7-[ N -(4-Methoxyphenyl)carbamoyl]-1,1-dichloro-2,2-dimethyl-4-phenyl-6-(4-tolyl)-5-oxa-6-aza-spiro[2.4]heptane (3e). Heating time was 4.5 h. Yield 296 mg (58%), white powder, mp 171-172°C. R f 0.30 (EtOAc-hexane, 1:7). IR spectrum (CDCl3), ν, cm-1: 3340 (NH), 1700 (C=O). 1H NMR spectrum, δ, ppm (J, Hz): 0.79 (3H, s, CH3); 1.63 (3H, s, CH3); 2.38 (3H, s, CH3); 3.82 (3H, s, CH3); 4.84 (1H, s, 7-CH); 5.62 (1H, s, 4-CH); 6.89 (2H, d, J = 8.7, H Ar); 7.16 (2H, d, J = 8.7, H Ar); 7.22 (2H, d, J = 8.7, H Ar); 7.31-7.33 (3H, m, H Ar); 7.41-7.46 (4H, m, H Ar); 9.25 (1H, s, NH). 13C NMR spectrum, δ, ppm: 20.8 (CH3); 22.7 (CH3); 25.5 (CH3); 32.9 (C-2); 49.4 (C-3); 55.4 (CH3); 74.3 (C-7); 74.4 (C-1); 84.4 (C-4); 114.2; 115.7; 122.3; 128.7; 129.1; 129.3; 129.5; 130.3; 133.2; 136.5; 145.5; 156.7; 167.1 (C=O). Found, %: C 65.48; H 5.50; N 5.42. C28H28Cl2N2O3. Calculated, %: C 65.76; H 5.52; N 5.48.

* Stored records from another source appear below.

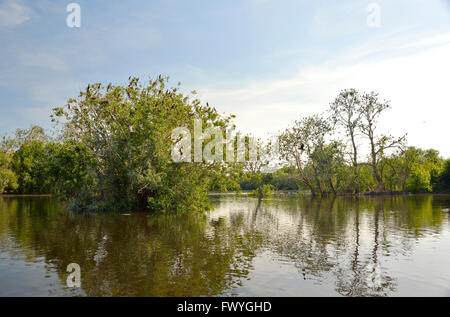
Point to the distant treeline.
(113, 152)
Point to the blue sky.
(269, 62)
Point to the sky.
(269, 62)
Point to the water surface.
(282, 246)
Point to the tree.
(303, 142)
(443, 183)
(8, 180)
(127, 133)
(345, 112)
(371, 108)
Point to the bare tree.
(371, 108)
(345, 113)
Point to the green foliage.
(127, 133)
(8, 180)
(443, 180)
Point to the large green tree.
(127, 132)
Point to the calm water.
(283, 246)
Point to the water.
(283, 246)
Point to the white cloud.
(416, 82)
(13, 13)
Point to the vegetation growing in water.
(113, 152)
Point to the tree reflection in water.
(344, 240)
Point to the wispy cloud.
(414, 81)
(13, 13)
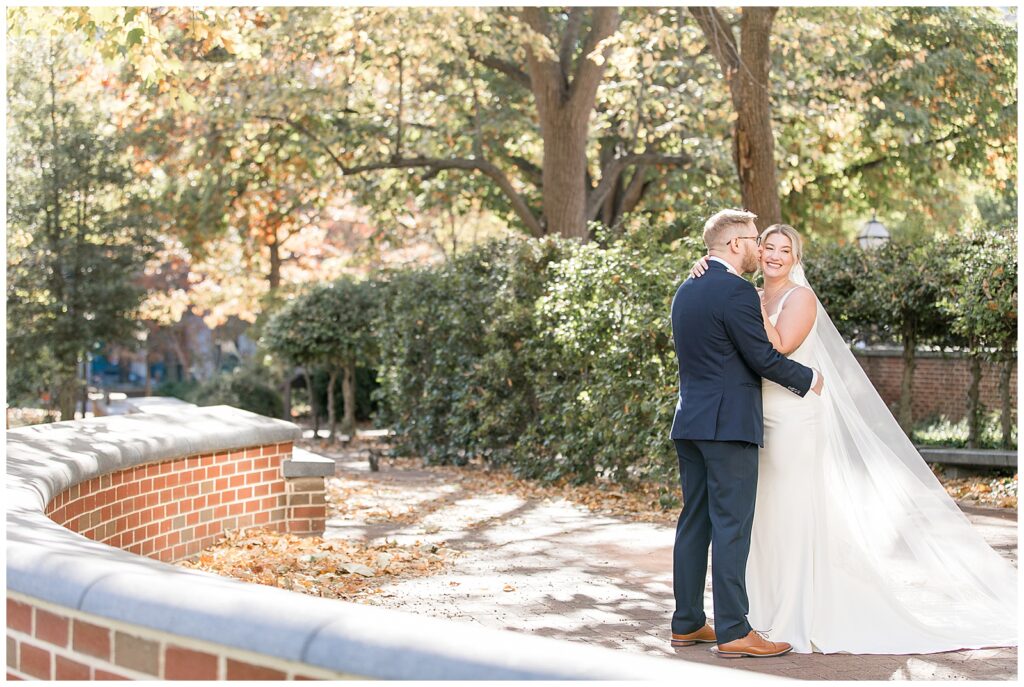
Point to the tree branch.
(720, 38)
(588, 73)
(503, 66)
(546, 75)
(610, 174)
(568, 41)
(438, 164)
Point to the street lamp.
(873, 234)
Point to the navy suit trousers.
(719, 481)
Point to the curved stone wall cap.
(54, 457)
(356, 639)
(156, 404)
(50, 562)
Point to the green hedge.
(549, 355)
(555, 357)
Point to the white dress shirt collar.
(727, 265)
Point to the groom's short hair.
(722, 226)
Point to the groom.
(723, 352)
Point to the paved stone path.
(555, 569)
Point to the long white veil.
(892, 523)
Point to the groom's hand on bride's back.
(821, 382)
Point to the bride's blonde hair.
(792, 233)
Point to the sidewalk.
(555, 569)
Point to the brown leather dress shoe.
(753, 645)
(705, 634)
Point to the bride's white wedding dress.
(855, 546)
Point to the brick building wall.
(940, 383)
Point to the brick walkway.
(555, 569)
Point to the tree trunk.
(905, 413)
(348, 398)
(68, 392)
(974, 409)
(564, 172)
(274, 276)
(1007, 416)
(147, 388)
(85, 386)
(745, 66)
(286, 394)
(312, 400)
(564, 87)
(331, 415)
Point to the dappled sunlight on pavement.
(534, 562)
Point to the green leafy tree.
(330, 328)
(900, 294)
(982, 304)
(77, 224)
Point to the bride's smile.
(776, 256)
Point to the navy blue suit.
(723, 352)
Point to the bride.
(855, 546)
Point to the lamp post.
(873, 234)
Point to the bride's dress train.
(855, 546)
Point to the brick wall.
(169, 511)
(48, 642)
(172, 510)
(940, 385)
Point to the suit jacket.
(723, 352)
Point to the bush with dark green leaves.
(556, 358)
(549, 355)
(604, 368)
(247, 387)
(453, 372)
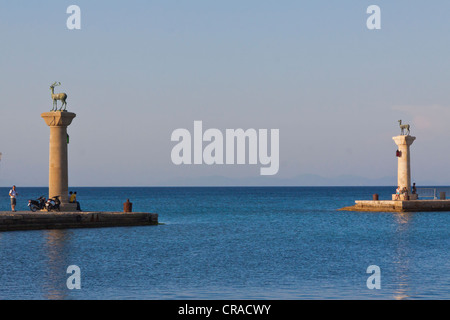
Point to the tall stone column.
(58, 178)
(404, 161)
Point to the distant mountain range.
(300, 180)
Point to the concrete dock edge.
(16, 221)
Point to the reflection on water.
(402, 255)
(56, 250)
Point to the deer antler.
(56, 83)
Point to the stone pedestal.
(404, 161)
(58, 184)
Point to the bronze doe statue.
(404, 127)
(59, 96)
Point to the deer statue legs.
(404, 127)
(58, 96)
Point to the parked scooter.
(53, 204)
(38, 204)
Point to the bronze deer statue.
(404, 127)
(58, 96)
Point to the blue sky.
(138, 70)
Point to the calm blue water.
(232, 243)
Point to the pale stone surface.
(403, 197)
(58, 184)
(404, 161)
(399, 206)
(27, 220)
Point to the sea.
(231, 243)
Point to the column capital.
(404, 140)
(58, 118)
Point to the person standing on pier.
(13, 195)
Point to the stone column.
(404, 161)
(58, 177)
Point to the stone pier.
(58, 184)
(404, 202)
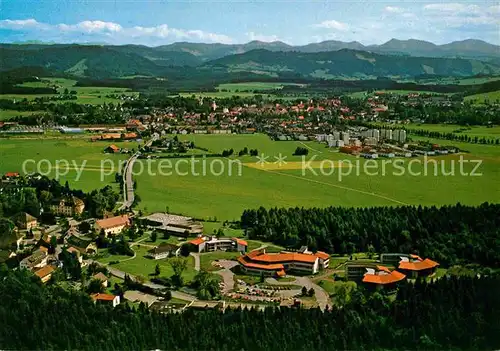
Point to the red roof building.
(381, 276)
(415, 266)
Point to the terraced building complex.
(260, 262)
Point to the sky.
(298, 22)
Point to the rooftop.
(113, 222)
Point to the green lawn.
(144, 267)
(226, 196)
(252, 86)
(206, 259)
(87, 156)
(8, 114)
(85, 95)
(491, 97)
(209, 228)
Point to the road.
(128, 182)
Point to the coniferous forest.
(451, 313)
(449, 234)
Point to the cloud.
(27, 24)
(114, 31)
(91, 27)
(333, 24)
(262, 37)
(393, 9)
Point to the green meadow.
(364, 183)
(252, 86)
(491, 97)
(8, 114)
(85, 95)
(83, 157)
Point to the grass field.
(226, 196)
(85, 95)
(491, 97)
(252, 86)
(145, 267)
(87, 157)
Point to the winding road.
(128, 182)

7-( N -Phenylcarbamoyl)-1,1-dichloro-2,2,6-trimethyl-4-phenyl-5-oxa-6-azaspiro[2.4]heptane (3f). Heating time was 25 h. Yield 240 mg (59%), white powder, mp 116-117°C. R f 0.34 (EtOAc-hexane, 1:7). IR spectrum (CHCl3), ν, cm-1: 3342 (NH), 1703 (C=O). 1H NMR spectrum, δ, ppm (J, Hz): 0.78 (3H, s, CH3); 1.65 (3H, s, CH3); 2.99 (3H, s, CH3); 4.18 (1H, s, 7-CH); 5.41 (1H, s, 4-CH); 7.14 (1H, t, J = 7.3, H Ar); 7.26-7.28 (3H, m, H Ar); 7.32-7.38 (4H, m, H Ar); 7.55 (2H, d, J = 8.0, H Ar); 9.45 (1H, s, NH). 13C NMR spectrum, δ, ppm: 22.7 (CH3); 26.3 (CH3); 32.3 (C-2); 43.6 (CH3); 49.0 (C-3); 74.2 (C-7); 76.3 (C-1); 84.0 (C-4); 120.7; 124.9; 129.1; 129.3; 129.4; 129.7; 136.9; 137.8; 167.6 (C=O). Found, %: C 62.34; H 5.40; N 6.84. C21H22Cl2N2O2. Calculated, %: C 62.23; H 5.47; N 6.91.

The authors are grateful to the Russian Foundation for Basic Research for financial support (Project 12-03-01008-a).